Telah terlihat pada sebagian tikus dan berbagai spesies primata bahwa oksitosin neuropeptida memainkan peran sentral dalam regulasi perilaku ikatan pasangan. Studi sebelumnya telah menunjukkan bahwa oksitosin dikaitkan dengan regulasi sosial dan ikatan pasangan, reproduksi seksual dan perilaku agresif pada pria dan wanita. Perbandingan dengan subyek yang ketergantungan pada alkohol mengungkapkan wilayah DNA yang sama secara signifikan kurang dimetilasi, menunjukkan bahwa itu mungkin terutama terkait dengan komponen adiktif dari gangguan hiperseksual, seperti kecanduan seks, hasrat seksual yang tidak teratur, hasrat seksual yang tidak terkendali, keterpaksaan dan impulsif.

“Penelitian lebih lanjut akan diperlukan untuk menyelidiki peran microRNA-4456 dan oksitosin dalam gangguan hiperseksual, tetapi hasil kami menunjukkan bahwa ada manfaatnya untuk memeriksa manfaat obat dan psikoterapi untuk mengurangi aktivitas oksitosin,” kata Profesor Jussi Jokinen dari Umeå Universitas, Swedia.

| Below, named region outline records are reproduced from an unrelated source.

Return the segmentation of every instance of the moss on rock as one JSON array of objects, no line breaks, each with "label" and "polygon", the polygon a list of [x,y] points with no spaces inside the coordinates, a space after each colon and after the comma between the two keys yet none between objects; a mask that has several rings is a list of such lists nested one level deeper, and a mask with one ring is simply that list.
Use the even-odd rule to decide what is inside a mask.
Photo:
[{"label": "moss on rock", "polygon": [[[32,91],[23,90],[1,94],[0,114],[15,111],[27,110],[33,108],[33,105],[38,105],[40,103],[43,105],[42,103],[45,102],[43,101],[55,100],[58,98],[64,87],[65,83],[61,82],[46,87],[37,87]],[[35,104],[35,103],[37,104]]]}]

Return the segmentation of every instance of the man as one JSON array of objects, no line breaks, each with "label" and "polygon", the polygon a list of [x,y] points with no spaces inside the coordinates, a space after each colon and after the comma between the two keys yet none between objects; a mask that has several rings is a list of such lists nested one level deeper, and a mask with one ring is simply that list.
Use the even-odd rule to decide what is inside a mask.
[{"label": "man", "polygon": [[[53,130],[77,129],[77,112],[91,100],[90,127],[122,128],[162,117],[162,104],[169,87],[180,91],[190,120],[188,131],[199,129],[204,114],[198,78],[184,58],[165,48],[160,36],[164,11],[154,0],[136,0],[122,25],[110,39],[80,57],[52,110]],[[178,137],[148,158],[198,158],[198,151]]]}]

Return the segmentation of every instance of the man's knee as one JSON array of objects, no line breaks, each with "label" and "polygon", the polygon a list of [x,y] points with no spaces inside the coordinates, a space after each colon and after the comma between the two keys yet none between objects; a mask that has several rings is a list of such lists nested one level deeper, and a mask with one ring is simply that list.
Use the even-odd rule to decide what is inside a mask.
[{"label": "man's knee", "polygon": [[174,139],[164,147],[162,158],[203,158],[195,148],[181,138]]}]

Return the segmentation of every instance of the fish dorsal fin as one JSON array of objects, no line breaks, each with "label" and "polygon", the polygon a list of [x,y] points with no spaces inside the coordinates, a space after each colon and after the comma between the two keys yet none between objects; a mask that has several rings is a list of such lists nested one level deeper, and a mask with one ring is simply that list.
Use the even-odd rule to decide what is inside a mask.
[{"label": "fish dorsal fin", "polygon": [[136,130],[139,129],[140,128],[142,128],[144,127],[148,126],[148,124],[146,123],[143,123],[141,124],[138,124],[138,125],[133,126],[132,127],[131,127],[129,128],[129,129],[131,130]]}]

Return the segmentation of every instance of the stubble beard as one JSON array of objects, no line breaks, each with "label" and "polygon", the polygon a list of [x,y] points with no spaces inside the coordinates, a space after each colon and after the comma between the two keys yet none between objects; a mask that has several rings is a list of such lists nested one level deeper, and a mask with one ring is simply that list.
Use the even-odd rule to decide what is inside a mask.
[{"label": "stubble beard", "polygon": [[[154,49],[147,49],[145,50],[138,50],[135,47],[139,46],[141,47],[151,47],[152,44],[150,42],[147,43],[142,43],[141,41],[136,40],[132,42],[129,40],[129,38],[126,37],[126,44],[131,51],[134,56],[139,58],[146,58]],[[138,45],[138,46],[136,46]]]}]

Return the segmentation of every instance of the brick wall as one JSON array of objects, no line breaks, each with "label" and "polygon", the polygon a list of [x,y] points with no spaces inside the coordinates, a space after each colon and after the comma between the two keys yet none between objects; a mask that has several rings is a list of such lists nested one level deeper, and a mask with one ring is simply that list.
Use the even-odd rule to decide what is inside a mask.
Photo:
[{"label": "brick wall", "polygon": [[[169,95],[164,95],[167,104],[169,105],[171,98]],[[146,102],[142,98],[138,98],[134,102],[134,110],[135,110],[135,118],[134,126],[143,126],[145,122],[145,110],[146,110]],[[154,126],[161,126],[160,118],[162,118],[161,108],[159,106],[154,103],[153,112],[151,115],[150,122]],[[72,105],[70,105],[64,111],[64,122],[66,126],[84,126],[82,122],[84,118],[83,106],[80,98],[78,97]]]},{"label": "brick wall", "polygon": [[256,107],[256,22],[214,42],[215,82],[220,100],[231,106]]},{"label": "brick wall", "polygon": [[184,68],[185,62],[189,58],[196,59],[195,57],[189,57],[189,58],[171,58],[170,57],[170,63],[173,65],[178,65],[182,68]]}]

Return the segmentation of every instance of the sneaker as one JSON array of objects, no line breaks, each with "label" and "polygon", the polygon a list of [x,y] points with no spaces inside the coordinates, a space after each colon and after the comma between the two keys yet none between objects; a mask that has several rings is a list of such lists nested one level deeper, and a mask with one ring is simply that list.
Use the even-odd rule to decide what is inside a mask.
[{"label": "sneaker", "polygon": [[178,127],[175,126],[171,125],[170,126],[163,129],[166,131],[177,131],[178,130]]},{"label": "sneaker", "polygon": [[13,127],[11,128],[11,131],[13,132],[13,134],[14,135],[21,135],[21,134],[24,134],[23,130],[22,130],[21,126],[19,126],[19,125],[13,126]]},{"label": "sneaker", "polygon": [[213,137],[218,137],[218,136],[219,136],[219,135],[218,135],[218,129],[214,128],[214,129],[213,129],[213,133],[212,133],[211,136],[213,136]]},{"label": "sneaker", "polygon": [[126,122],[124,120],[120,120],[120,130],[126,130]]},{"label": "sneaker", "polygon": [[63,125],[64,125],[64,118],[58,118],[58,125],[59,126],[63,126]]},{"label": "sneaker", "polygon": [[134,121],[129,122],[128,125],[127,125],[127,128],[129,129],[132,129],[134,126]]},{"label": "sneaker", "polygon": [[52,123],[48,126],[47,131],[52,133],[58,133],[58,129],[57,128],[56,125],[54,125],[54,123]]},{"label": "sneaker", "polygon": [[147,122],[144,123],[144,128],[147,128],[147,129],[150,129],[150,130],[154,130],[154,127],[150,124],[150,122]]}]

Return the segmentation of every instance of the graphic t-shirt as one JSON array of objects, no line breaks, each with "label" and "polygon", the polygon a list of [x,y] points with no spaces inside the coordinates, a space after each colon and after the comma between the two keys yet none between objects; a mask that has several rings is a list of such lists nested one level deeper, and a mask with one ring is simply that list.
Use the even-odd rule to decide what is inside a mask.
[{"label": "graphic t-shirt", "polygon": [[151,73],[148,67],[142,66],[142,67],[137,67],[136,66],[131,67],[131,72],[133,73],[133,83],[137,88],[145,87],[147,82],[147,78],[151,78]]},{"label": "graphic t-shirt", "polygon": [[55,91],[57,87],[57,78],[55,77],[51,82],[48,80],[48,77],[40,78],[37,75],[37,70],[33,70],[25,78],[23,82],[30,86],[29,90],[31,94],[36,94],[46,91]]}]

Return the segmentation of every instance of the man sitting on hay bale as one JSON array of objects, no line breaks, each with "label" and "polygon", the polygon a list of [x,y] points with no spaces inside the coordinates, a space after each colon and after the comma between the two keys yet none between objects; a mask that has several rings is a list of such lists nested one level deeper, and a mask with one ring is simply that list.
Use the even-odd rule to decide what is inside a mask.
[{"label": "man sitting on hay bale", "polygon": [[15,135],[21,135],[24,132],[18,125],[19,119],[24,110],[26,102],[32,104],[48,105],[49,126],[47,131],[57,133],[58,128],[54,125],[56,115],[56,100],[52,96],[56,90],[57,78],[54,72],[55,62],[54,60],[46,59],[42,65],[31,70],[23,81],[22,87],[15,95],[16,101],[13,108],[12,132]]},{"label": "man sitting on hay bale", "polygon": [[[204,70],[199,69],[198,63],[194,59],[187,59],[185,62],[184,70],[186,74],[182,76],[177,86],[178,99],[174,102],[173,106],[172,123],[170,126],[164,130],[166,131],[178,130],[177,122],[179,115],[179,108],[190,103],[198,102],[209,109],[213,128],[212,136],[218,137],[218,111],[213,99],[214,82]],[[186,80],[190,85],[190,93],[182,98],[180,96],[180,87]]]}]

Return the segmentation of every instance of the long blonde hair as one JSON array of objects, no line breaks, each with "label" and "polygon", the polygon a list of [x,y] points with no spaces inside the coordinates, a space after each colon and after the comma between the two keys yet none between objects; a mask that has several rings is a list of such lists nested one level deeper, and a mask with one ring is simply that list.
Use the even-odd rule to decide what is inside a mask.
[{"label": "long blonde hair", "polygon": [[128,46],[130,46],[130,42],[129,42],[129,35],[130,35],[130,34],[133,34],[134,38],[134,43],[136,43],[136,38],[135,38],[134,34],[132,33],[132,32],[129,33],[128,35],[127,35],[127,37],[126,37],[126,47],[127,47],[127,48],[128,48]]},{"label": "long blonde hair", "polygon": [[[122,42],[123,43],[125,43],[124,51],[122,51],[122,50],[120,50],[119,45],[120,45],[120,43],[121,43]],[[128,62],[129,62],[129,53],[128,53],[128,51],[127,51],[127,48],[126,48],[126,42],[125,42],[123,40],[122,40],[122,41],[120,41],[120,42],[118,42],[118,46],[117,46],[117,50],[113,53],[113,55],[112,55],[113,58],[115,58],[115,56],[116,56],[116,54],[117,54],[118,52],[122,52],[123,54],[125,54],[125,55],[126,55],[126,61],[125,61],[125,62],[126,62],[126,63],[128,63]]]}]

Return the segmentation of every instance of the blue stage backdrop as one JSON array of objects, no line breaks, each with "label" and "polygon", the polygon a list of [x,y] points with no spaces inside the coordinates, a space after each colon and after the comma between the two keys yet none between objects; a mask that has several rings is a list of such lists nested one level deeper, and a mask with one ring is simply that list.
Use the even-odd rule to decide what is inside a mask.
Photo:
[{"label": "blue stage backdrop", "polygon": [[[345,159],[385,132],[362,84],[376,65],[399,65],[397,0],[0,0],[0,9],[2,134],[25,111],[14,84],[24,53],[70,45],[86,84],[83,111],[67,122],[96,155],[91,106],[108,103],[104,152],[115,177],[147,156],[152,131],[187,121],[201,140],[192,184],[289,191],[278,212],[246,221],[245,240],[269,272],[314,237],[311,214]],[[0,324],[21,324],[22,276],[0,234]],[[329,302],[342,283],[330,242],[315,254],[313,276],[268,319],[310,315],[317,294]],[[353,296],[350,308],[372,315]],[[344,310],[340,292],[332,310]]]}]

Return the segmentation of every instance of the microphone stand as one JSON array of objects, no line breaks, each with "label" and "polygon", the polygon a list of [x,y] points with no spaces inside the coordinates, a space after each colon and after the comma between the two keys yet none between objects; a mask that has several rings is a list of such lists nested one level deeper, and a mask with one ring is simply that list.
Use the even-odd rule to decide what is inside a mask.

Para penulis mencatat bahwa keterbatasan penelitian ini adalah bahwa perbedaan rata-rata dalam metilasi DNA antara pasien gangguan hiperseksual dan sukarelawan yang sehat hanya sekitar 2,6%, sehingga dampak pada perubahan fisiologis mungkin dipertanyakan. Namun, sejumlah besar bukti menunjukkan bahwa perubahan metilasi yang halus dapat memiliki konsekuensi yang besar terhadap kondisi kompleks seperti depresi atau skizofrenia.